At least 4,813 people died in the process of being arrested by local police between 2003 and 2009, according to data from the Bureau of Justice Statistics. (http://bit.ly/2w7U1gN.) The bureau classified 2,876 of those deaths as law enforcement homicides, and 1,643, or 57.1 percent, of those were minorities. (http://bit.ly/2w7Hiup.) Police brutality isn't limited to beatings, Tasers, shackles, trauma, shootings, and wrongful arrests. Assault and battery are also issues. In Mr. Gray's case, he was placed in metal ankle braces even though he was shown to be completely motionless on a cell phone recording. (The Baltimore Sun. May 20, 2015; http://bsun.md/2w7NfaO.)

It is difficult to advocate for patients when the police are involved. Sometimes the patient does not get timely medical care, or their medical rights are not protected. Ms. Wubbels was advocating for a patient who was not under arrest, and she ended up in handcuffs.

As emergency department providers, we often see patients who are in the ED to be cleared to go back to jail or those who may be involved in complicated judicial matters. There are times when our patients are drunk, high, hostile, and incorrigible. But what about those who need further evaluation or whose medical rights are ignored? This includes patients from whom you must collect belongings or even blood samples. How do we protect these patients and ourselves?

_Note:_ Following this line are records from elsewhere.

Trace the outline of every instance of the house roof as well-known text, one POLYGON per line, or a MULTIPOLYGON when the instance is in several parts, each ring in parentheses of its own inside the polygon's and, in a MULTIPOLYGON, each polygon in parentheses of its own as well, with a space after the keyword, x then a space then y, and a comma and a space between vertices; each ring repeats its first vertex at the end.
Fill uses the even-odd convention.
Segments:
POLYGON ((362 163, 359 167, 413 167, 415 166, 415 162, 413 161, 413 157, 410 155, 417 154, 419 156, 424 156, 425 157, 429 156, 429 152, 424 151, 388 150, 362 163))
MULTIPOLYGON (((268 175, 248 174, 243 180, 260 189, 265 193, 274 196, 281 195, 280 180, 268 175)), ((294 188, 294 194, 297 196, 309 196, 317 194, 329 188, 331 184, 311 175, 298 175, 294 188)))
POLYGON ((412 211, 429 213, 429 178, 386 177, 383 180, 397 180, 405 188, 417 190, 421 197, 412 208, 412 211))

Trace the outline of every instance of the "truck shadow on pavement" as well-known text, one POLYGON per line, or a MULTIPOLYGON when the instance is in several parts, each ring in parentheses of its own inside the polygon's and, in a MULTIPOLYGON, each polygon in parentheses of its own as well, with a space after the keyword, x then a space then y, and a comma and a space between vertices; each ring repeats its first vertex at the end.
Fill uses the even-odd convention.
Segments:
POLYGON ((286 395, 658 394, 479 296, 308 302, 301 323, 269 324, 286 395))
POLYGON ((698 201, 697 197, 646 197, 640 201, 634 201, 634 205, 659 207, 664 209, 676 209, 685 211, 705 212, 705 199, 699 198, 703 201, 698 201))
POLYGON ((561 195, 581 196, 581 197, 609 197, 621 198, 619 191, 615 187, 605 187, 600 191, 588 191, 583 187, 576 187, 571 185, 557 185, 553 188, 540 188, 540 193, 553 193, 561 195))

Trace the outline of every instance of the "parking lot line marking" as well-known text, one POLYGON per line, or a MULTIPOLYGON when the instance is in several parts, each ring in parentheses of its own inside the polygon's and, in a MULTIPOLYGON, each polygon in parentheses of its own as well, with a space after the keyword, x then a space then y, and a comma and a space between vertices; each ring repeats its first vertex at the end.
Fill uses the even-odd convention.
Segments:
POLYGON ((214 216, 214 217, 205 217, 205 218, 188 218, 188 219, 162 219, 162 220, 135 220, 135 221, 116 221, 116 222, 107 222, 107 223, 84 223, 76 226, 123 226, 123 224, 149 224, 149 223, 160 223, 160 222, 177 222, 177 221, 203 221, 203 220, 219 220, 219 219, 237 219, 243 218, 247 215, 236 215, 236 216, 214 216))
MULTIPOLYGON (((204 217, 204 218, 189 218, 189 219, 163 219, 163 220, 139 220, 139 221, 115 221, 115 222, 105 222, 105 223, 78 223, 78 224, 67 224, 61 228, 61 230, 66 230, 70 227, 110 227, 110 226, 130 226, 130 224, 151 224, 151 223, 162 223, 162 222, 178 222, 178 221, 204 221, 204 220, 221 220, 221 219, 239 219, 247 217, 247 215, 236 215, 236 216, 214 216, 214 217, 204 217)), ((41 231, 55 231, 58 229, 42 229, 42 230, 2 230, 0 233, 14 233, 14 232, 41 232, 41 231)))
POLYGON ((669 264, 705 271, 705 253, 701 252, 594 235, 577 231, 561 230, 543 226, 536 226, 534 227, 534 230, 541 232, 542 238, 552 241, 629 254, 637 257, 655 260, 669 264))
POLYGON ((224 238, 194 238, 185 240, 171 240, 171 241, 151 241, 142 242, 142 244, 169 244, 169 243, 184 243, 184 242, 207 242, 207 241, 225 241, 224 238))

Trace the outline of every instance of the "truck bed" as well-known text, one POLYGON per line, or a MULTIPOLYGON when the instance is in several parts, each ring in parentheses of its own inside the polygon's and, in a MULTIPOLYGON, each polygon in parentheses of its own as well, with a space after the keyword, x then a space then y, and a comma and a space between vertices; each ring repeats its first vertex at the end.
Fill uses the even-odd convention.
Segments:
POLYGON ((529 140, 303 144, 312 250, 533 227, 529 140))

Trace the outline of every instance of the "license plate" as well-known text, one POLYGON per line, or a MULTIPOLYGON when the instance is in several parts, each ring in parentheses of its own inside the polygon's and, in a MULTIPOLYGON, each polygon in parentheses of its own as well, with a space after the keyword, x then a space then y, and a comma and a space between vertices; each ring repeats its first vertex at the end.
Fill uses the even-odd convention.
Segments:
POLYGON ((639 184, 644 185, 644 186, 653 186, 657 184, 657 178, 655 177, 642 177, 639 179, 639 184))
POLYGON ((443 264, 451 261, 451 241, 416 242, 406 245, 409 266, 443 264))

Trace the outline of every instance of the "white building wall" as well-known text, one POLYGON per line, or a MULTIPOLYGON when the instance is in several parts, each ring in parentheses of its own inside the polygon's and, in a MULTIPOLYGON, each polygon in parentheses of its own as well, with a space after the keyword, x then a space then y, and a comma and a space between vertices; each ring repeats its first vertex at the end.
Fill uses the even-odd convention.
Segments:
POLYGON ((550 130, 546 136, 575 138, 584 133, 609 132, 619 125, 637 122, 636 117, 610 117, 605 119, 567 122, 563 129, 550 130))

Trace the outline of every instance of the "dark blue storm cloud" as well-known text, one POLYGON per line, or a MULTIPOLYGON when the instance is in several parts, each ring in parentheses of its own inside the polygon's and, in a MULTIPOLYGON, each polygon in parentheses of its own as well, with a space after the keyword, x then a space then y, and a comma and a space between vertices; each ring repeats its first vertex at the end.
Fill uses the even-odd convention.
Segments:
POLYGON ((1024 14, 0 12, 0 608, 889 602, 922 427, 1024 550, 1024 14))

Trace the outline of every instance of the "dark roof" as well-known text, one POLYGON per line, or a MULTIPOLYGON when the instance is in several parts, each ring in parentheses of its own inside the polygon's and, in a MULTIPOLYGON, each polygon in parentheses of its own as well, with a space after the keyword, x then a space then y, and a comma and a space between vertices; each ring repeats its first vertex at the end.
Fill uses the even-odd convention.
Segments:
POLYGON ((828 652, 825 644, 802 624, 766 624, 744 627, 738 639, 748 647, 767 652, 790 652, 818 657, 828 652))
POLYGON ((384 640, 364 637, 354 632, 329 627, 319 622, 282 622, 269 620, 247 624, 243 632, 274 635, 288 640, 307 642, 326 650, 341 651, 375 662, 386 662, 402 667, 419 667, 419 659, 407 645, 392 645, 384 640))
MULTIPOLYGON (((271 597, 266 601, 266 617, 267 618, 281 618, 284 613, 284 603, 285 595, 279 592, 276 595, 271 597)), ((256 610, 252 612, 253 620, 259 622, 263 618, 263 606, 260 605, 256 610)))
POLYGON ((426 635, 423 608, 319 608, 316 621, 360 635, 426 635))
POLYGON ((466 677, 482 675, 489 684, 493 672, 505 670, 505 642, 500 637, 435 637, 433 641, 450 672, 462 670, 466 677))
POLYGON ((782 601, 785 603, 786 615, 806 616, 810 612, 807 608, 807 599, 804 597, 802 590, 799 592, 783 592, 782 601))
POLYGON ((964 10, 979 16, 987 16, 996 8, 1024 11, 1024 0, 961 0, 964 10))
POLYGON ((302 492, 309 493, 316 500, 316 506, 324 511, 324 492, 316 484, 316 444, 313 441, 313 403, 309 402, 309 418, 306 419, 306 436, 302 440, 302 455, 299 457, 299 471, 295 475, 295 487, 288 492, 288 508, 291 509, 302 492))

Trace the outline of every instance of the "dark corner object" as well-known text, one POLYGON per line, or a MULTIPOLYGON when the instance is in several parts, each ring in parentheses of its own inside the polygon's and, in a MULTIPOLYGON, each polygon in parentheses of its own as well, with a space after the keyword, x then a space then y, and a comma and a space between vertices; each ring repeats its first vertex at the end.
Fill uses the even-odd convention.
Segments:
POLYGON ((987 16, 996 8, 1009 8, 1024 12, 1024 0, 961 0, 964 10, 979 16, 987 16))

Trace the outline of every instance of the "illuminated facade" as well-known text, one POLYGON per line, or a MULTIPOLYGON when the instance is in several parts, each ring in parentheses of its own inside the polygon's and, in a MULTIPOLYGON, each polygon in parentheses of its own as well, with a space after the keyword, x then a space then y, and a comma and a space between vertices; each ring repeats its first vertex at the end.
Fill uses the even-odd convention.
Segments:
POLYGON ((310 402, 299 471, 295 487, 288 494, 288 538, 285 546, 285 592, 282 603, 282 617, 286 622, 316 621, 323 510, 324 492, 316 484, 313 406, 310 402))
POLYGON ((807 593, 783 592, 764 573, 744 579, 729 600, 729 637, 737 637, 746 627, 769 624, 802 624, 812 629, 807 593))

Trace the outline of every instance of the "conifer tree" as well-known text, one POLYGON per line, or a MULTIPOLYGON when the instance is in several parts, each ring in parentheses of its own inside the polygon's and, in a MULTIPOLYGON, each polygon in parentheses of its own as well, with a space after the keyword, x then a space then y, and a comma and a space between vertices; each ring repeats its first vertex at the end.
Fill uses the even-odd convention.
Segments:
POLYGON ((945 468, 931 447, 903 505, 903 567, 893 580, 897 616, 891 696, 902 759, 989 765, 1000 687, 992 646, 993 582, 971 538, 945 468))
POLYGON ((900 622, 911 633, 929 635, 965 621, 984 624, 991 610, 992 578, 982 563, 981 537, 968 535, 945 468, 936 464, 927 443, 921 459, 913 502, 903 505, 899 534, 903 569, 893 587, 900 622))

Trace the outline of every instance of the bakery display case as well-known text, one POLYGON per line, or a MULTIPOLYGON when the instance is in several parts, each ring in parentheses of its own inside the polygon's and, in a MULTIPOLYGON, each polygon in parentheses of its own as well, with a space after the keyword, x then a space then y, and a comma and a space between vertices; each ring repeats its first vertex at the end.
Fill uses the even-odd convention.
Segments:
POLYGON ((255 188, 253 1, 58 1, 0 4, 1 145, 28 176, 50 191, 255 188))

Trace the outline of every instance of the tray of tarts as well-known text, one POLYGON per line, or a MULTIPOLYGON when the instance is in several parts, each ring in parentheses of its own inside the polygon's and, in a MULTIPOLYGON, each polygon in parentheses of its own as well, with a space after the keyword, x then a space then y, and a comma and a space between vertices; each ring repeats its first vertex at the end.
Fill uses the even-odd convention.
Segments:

We must be aware of what happens in the police's field and in ours. All patients brought in by the police deserve a full examination, privacy, an appropriate treatment plan, and the protection of their rights. Proper protocols must be followed, especially if the rights of the patients are being denied. We cannot step between the law and official police business, but we can advocate for appropriate care. You must always be concerned for the safety of the patient.

The bottom line is patients' rights are a serious matter and should always be on your radar, according to Ms. Wubbels. "The only job I have is to keep my patient safe," she said at a press conference. "Blood is your blood. That is your property. When a patient comes in a critical state, that blood is extremely important, so I don't take it lightly."(CBS. Sept. 1, 2017; http://cbsn.ws/2w7LudD.)​

Ms. Roberts is an acute care nurse practitioner at Medstar Montgomery Medical Center in Olney, MD, an adjunct faculty associate and clinical instructor of nursing at the Malek School of Health Professions, Marymount University in Arlington, VA.